An Empire of Print: The New York Publishing Trade in the Early American Republic – SMITH (THT)
SMITH, Steven Carl. An Empire of Print: The New York Publishing Trade in the Early American Republic. University Park, PA: The Pennsylvania State University Press, 2017. 264p. Resenha de: ARENDT, Emily J. The History Teacher, v.52, n.4, p.727-728, ago., 2019.
New York City has long been considered the center of the American publishing industry. Although scholars have examined the mid-nineteenth-century figures— titans like George Palmer Putnam and the Harper Brothers—who are often credited with establishing the Big Apple’s preeminence in the book trade, Steven Carl Smith offers a rewarding glimpse into the lesser-known figures who preceded them and laid the crucial groundwork for print culture to flourish in the United States. Tracing the rise of New York’s publishing industry from the 1780s through the 1820s, Smith demonstrates how those involved in the book trade (printers, publishers, and booksellers) built local, regional, and national networks that allowed them to supply domestically manufactured books to a “population that had an insatiable appetite for knowledge” (p. 5).

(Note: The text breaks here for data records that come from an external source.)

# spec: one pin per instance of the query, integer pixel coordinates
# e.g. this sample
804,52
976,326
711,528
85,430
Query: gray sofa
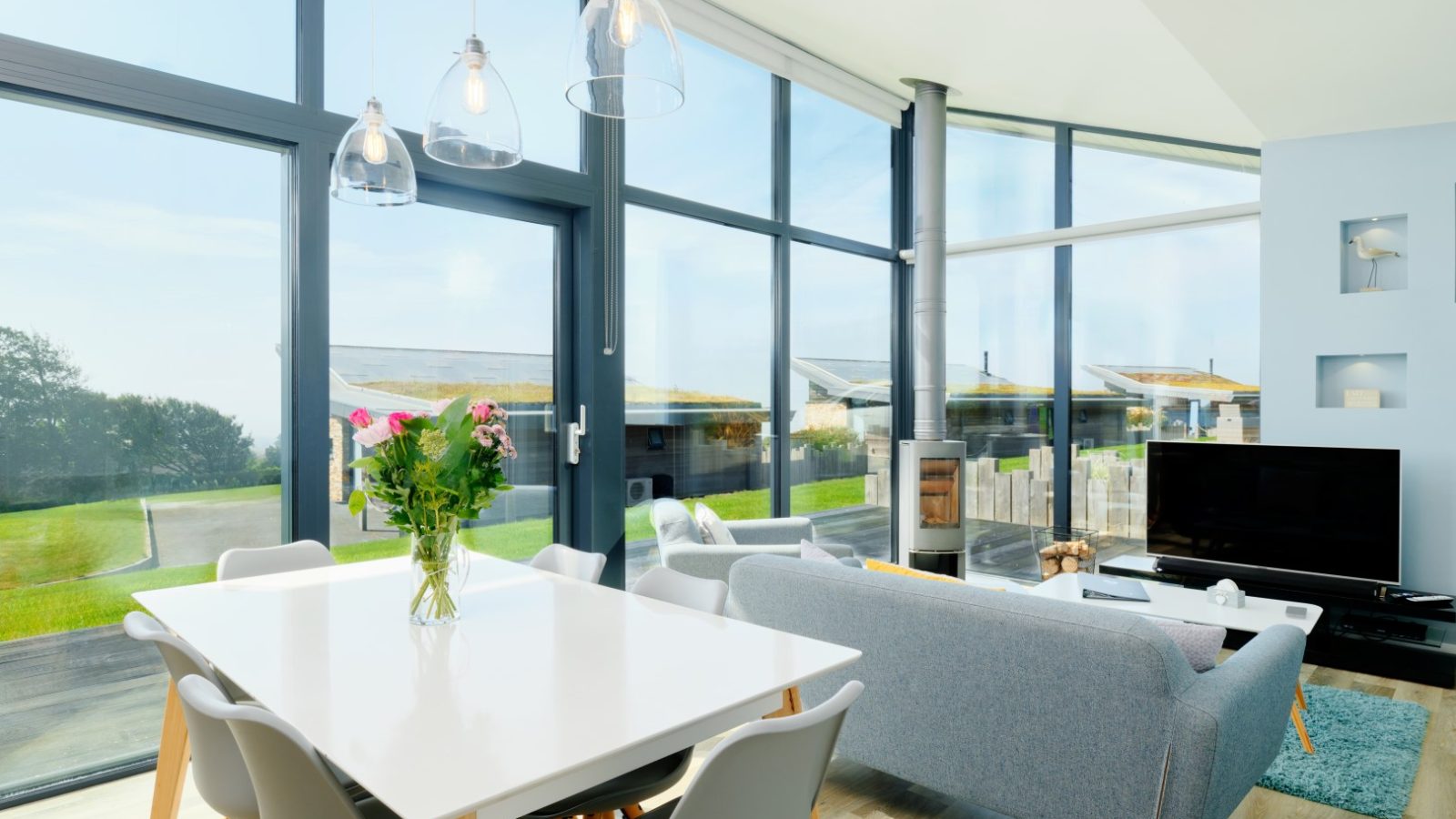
682,544
1026,705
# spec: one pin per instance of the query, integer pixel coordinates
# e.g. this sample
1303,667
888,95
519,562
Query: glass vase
439,567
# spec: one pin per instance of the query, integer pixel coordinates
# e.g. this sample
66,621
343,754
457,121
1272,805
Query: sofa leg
1299,726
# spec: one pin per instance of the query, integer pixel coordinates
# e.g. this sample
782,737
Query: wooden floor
856,792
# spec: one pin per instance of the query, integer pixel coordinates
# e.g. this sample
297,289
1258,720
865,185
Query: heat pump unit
640,491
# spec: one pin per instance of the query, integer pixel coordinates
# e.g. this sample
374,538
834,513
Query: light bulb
477,95
626,24
376,150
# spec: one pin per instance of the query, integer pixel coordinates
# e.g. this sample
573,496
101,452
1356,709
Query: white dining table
545,685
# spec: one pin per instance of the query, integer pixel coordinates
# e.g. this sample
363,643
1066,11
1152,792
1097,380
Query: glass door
448,298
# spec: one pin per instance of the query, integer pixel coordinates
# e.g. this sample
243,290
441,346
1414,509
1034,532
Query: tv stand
1359,630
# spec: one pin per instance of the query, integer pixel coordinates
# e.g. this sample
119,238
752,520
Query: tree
181,438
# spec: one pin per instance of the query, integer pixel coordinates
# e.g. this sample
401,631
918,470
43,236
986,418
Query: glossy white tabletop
546,685
1188,605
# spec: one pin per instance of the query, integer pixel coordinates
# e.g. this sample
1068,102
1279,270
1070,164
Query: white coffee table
1191,605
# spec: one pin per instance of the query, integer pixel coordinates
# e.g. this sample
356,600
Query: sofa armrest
771,531
1234,724
713,560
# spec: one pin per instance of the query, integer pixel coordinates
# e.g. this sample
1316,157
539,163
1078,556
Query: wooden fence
1108,494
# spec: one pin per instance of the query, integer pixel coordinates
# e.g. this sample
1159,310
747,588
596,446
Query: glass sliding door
433,302
140,414
839,394
698,308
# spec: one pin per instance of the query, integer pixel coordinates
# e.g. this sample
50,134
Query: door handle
575,431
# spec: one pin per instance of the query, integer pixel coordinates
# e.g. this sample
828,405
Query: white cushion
713,528
810,551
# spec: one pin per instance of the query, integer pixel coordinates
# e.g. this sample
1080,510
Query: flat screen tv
1332,511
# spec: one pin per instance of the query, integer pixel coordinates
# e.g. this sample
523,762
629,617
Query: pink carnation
397,421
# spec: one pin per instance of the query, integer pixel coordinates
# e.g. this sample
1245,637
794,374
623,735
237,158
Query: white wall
1309,188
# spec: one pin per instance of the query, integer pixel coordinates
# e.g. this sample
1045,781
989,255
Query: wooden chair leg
172,758
793,704
1299,726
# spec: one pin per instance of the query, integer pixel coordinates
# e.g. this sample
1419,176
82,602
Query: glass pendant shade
472,116
371,165
625,60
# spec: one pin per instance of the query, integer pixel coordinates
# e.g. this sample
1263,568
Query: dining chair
768,770
290,778
271,560
217,767
673,586
570,562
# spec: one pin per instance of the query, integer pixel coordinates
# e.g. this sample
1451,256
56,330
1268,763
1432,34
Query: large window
699,339
1165,347
999,379
419,43
480,296
1125,178
715,149
242,46
140,413
839,392
839,167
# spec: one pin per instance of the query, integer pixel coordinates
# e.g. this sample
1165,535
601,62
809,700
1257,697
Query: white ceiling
1237,72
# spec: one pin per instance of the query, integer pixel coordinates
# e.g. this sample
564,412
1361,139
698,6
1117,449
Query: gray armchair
683,550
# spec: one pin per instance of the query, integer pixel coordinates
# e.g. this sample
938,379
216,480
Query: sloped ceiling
1237,72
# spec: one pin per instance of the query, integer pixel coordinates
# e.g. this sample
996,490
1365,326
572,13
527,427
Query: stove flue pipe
929,261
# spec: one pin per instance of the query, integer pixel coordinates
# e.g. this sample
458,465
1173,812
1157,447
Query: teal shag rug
1366,753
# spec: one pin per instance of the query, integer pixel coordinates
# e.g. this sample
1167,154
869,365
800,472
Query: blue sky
157,257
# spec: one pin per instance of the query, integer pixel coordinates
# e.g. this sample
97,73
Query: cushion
810,551
1198,643
897,569
674,523
713,528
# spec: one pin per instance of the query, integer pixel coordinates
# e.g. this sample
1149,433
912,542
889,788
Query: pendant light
371,165
625,62
472,116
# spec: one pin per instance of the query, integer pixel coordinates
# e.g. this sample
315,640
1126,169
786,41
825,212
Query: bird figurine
1372,256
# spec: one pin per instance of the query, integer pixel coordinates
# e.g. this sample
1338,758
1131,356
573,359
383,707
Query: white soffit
1312,67
1108,63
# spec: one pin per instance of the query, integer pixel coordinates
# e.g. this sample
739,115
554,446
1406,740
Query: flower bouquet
429,472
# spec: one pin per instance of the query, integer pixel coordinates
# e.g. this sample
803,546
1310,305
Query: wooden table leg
1299,726
793,704
172,758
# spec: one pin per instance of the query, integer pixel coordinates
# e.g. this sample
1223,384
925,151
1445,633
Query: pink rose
375,435
397,421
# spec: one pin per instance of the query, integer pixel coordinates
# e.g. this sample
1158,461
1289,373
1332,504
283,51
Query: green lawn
28,610
65,542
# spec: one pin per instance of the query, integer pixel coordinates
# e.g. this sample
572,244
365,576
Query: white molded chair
570,562
290,778
701,593
217,765
766,770
271,560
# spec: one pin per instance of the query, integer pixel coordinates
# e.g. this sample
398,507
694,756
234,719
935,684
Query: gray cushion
674,523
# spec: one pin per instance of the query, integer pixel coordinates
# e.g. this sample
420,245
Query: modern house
698,409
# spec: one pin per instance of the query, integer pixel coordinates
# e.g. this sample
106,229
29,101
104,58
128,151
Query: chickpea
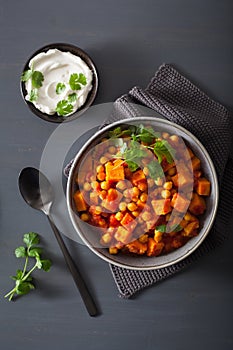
100,169
113,250
143,197
87,186
103,194
146,216
95,185
159,181
123,206
126,194
106,238
167,185
105,185
121,185
135,191
143,238
158,236
150,182
103,160
92,178
119,216
146,171
102,223
85,217
165,194
98,210
132,206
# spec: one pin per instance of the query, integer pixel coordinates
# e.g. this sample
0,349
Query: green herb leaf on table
76,80
23,279
64,108
20,252
60,88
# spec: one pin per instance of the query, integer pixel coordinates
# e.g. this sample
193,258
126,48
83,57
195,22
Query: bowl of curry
142,193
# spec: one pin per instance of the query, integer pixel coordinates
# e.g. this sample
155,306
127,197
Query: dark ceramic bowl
91,96
89,234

Smith accomplishes this task through five extraordinarily well-researched case studies, most of which are organized around a key figure in the industry. The first looks at Samuel Loudon, an on-again, off-again state printer, to illustrate how printers helped rebuild political communication networks following the Revolution. Next, Smith uses William Gordon’s history of the American Revolution and its roundabout path to publication in the United States to argue that the domestic publishing industry played a vital role in the project of nation building. His next chapter reveals the power of printers to divide rather than unite Americans by exploring the bookshop politics of John Ward Fenno, a devoted Federalist who challenged Republican competitors and reflected the growing partisan spirit gripping the country by the late 1700s. The next case study focuses on the literary fairs that proved pivotal in crafting the trade into a movement for national self-sufficiency, as printers and publishers convinced booksellers and consumers to buy American-made rather than imported texts. The final chapter surveys the emergence of a national book trade as exemplified in the work of Evert Duyckinck, an enterprising capitalist involved in the sale and distribution of texts—especially cheap schoolbooks—that he solicited based on a keen understanding of what American readers wanted and needed. These examples demonstrate the key role played by early printers, publishers, and merchants in making New York’s publishing trade nationally significant.
Although An Empire of Print primarily offers an in-depth look at some major players in the emergence of a domestic publishing industry, Smith also provides a useful contribution to bigger debates over the rise of the market economy and the creation of a national print culture that connected Americans together through the act of reading. Indeed, he very successfully shows that the distribution networks built by men like Fenno and Duyckinck helped shape a national market for printed works well before 1830. Although it is intuitive that the creation of a national print market would entail the emergence of an “imagined community” of diverse readers, further examination of reception alongside distribution is warranted. In all, however, Smith’s impressive use of newspapers, personal correspondence, estate inventories, account books, and other financial records offers ample evidence to support his contentions.
While this monograph will prove essential reading to scholars interested in the history of the book in early America, it is probably not appropriate reading for most students at the secondary level or in college survey courses. I can imagine, however, that motivated educators would find much of interest and use in preparing lessons on the early republic. In particular, the chapters on print and ideology could be used as background for really excellent lessons incorporating primary sources into the classroom. For instance, Gordon’s History of the Rise, Progress, and Establishment, of the Independence of the United States, the topic of Chapter 2, is readily available in digitized forms and could be excerpted for students to explore how printers in the late 1700s “helped shape the new nation’s understanding of its history and its possibilities for the future by creating a national reading public attentive to its recent past” (p. 46). The third chapter on Federalist John Ward Fenno could likewise provide inspiration for educators interested in helping students explore the rancorous partisan print culture of the 1790s so readily apparent in periodicals from the time. Well-written and meticulously researched, this volume offers an important look at how New York’s publishing industry helped shape the social, economic, and political life of the early republic.
Emily J. Arendt – Montana State University Billings.